Just 33 per cent of former AusAID staff feel like they are “part of the team” in their new roles, something 70 per cent of their new DFAT colleagues say.
Over 4,000 staff responded to the survey, which was taken while the re-structure was underway, and ahead of anticipated cuts in the May budget.
The agencies were merged to synchronise the aims of the aid and foreign affairs programs, though AusAID staff reportedly consider it more of a “hostile takeover” by DFAT.
More than one-in-five ex-AusAID respondents said they were looking leave the agency within the next two years. Eleven per cent of those who had been at DFAT before the integration said the same.
The leaked figures show a drop in the level of pride in working at DFAT – 7-out-of-10 staff in the reformed DFAT said they were proud of working there.
This has declined from the 2012 response, where 85 per cent of DFAT staff and 90 per cent of AusAID staff said they were proud to work for their respective employers.
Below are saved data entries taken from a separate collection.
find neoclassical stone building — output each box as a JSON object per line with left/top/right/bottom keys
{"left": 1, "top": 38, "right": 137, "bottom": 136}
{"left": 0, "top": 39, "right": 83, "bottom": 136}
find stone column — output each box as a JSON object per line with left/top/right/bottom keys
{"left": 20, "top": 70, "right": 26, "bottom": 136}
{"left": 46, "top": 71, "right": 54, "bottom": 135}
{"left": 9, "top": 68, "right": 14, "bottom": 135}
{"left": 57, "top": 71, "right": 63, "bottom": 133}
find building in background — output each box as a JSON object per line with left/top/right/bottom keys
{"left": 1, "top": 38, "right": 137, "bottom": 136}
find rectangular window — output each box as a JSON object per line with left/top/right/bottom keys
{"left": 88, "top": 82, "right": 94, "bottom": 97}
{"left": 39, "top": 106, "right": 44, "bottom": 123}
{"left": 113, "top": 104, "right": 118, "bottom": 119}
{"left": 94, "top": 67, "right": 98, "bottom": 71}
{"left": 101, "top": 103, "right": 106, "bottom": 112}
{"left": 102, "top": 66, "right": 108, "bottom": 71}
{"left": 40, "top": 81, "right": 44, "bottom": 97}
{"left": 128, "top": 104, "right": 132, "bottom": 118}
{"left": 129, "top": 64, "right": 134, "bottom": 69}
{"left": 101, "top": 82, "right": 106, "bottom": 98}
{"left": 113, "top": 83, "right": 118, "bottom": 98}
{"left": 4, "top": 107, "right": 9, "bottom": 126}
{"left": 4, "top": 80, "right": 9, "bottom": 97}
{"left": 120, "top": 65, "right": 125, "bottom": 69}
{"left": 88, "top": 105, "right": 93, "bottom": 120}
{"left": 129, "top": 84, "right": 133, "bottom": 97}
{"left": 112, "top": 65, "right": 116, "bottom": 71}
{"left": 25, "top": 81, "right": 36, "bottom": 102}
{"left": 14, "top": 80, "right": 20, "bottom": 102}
The proportion who considered DFAT as “a good place to work” has dropped to 57 per cent from around 70 per cent two years ago.
DFAT Secretary Peter Varghese said the reduced satisfaction of ex-AusAID staff was something that needed to be addresses. In a note attached to the survey, he said he was committed to improve the department's efforts in keys areas of assistance.
Spokespeople for DFAT have said that it was a particularly tumultuous and stressful time when the survey was taken, and job satisfaction would likely be higher today.
DFAT has estimated about 200 staff will have to take voluntary redundancies by the end of this financial year, and reports say about 60 per cent of those redundancies so far have been former AusAID staff.